The Strategic Planning Process and supporting plans should by now be ready to deliver and/or delivering a considerable amount of what the overall programme sought to achieve. Maintaining focus and momentum is vital; programmes become highly susceptible to reversing out the benefits if either is lost.

Let’s look at the final 2 steps in ‘Implementing & Sustaining Change’.

Step 7 – Never Let Up

The challenge of maintaining focus and momentum can vary at different times of a change or transformation programme, but it’s important to realise that one of the most dangerous times is after considerable progress has already been made.

Once we have in place a strong sense of urgency, an effective Guiding Coalition, clear and well communicated vision, empowered people and an on-going stream of short-term wins and successes from the programme, it is very, very easy to take the foot off the pedal. This can result in a loss of focus and, when looking back, the realisation that the fruits of the programme have just unwound at an eye-watering pace.

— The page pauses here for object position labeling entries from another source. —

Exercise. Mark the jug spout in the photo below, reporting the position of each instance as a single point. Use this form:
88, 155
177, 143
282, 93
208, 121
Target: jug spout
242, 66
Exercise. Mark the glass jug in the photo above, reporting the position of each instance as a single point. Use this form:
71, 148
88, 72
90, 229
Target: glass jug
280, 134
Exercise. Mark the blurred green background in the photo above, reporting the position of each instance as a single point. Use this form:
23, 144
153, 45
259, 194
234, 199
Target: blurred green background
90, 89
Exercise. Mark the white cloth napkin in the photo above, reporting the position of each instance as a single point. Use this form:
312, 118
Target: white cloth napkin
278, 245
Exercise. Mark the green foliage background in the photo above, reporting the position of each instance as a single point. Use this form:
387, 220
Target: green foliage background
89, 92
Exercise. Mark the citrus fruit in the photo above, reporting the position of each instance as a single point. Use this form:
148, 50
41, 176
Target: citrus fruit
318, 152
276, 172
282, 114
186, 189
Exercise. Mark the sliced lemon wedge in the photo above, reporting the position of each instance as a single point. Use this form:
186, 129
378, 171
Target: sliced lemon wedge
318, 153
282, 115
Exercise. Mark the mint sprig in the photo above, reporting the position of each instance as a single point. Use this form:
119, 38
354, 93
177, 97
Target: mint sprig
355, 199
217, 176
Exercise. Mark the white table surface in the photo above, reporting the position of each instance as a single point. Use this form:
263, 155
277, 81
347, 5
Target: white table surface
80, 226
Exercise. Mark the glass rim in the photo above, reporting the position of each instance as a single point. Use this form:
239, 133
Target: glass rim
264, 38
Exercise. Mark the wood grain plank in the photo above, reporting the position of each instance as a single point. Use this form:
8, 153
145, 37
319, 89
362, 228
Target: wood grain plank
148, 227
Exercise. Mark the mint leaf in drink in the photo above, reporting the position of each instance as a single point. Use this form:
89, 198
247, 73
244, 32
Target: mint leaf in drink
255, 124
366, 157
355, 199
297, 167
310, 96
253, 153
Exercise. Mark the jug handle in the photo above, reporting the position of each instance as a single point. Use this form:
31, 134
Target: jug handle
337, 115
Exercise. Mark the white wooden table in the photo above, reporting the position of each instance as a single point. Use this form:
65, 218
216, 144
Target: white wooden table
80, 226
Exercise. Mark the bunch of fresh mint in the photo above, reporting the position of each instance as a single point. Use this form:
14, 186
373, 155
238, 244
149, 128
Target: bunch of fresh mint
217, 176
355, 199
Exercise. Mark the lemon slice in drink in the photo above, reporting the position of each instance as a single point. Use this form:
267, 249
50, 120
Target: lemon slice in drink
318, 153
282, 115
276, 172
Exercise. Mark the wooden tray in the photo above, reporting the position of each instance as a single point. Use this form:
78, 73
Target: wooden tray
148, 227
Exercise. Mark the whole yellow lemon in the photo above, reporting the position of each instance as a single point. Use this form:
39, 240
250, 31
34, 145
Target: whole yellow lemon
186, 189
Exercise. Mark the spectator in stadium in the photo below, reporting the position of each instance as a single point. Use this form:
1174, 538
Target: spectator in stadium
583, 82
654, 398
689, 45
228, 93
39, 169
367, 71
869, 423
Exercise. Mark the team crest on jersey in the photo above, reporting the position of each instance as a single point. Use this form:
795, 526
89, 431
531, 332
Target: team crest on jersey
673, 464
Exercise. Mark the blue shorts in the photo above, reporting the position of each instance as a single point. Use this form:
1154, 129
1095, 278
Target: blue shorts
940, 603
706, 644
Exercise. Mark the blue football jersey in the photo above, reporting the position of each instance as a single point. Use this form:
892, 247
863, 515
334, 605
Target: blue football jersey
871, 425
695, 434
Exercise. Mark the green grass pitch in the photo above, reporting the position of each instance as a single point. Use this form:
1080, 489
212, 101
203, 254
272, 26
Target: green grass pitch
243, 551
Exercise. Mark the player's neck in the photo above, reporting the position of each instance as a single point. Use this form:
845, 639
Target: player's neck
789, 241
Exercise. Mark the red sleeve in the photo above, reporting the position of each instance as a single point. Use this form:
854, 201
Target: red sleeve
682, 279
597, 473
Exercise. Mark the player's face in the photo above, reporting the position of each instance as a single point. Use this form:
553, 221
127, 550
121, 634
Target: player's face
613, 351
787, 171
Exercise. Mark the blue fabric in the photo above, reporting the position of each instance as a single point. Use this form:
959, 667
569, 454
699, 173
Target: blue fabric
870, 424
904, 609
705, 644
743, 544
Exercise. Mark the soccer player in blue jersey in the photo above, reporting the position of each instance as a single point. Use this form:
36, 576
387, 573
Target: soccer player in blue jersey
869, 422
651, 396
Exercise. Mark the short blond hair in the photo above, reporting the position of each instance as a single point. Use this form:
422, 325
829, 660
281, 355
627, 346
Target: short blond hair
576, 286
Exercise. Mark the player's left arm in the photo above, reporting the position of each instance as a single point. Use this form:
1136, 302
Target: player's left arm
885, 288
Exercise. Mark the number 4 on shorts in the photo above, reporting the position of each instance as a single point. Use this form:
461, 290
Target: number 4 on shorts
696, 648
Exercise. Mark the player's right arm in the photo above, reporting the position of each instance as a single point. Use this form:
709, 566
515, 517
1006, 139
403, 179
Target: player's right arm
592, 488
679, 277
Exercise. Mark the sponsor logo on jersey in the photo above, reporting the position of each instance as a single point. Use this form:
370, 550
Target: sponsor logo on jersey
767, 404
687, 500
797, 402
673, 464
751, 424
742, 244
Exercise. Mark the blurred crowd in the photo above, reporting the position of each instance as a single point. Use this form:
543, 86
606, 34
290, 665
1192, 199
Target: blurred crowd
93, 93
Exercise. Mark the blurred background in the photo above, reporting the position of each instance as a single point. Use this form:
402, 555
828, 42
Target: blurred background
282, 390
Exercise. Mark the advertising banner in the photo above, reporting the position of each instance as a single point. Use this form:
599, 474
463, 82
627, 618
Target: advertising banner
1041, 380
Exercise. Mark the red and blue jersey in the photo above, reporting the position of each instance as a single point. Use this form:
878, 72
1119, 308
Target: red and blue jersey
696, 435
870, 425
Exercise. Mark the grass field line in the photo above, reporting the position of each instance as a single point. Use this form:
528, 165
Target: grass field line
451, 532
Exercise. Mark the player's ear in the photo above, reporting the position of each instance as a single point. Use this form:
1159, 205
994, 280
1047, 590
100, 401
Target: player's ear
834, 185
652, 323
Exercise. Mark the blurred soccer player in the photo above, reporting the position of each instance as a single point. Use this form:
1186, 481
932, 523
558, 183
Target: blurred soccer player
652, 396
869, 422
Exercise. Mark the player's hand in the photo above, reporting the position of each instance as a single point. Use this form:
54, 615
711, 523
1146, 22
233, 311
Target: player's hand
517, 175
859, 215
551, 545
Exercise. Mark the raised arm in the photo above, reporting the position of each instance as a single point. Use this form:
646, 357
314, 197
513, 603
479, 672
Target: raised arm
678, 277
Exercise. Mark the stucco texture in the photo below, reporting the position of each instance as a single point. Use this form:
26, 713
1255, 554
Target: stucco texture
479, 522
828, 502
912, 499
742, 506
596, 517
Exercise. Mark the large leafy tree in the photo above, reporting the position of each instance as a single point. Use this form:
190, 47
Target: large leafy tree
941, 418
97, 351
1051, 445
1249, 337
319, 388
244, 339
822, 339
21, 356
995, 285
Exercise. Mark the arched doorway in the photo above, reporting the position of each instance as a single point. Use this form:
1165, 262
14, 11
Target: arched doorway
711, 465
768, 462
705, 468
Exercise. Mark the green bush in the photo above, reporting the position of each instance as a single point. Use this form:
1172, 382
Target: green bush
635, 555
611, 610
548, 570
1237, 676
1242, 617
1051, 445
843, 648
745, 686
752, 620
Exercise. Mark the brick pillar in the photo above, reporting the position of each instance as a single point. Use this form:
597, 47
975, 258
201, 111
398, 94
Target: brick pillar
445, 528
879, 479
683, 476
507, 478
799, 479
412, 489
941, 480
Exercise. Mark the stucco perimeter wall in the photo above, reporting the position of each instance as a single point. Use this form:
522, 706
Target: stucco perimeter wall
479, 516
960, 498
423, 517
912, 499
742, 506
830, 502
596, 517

Leaders may ask “what happened?” Inevitably whatever happened has its roots in leadership failure – maybe a premature declaration of programme completion and success, or an urgency that’s dwindled to barely a flicker, or people getting bogged down in unnecessary, non-contributing work or a failure to continue to learn from experience, apply, re-learn and re-apply.

Relieve the pressure – set the example
‘Change fatigue’ is prevalent wherever busy people are asked to do different or additional things over a sustained period, while other things continue to change around them. People can feel demoralised if they are asked to do everything they did before and have new work added as a consequence of the change programme. It may be obvious, but if there’s too much work, finding other ways of doing it or stopping it is a very effective way of relieving pressure. Simply having leaders constantly complain about their own workload while failing to model new ways of working, is a rapid catalyst to a very tight downward spiral. Leaders must lead.

Step 8 – Incorporate Change Into The Culture

Culture is a widely used word. It is often used to describe how leaders would like the culture to be, rather than describe the culture that actually exists. Culture, cultural change and the embedding of cultural change is a vast and complex subject, hence this blog seeks only to highlight a few considerations in the context of change or transformation. Simplified, culture could be considered to be ‘How we do things around here’.

Culture and Strategy
‘Culture eats Strategy for breakfast’ has been over-used and is misunderstood in many organisations. They are not intended to sit in isolation. One does not trump the other nor is either a reason why the other can be absent. Ask many leaders to explain the culture specifically and you may be there for a while. Ask them about the gap between the culture they would like to have and the one that currently exists and you’re likely to be there even longer. Why? Because it is a very, very challenging element that’s ignored at our peril.

For change to be incorporated into the culture, people need to believe in the change and what that change means for the culture. Some people won’t ever like it and will leave. Trying to keep people who aren’t enrolled, don’t want to be enrolled and don’t align to where you’re going or how you’re getting there can be a serious mistake. But supporting them in leaving well says so much more about your culture than the words on the brochure or website. How does someone know what the culture in your organisation is like? Because they experience it, not because you tell them what it is.

Over time, decisions should continue to support the change and the change eventually becomes part of the culture. People no longer have to think about it; they live it.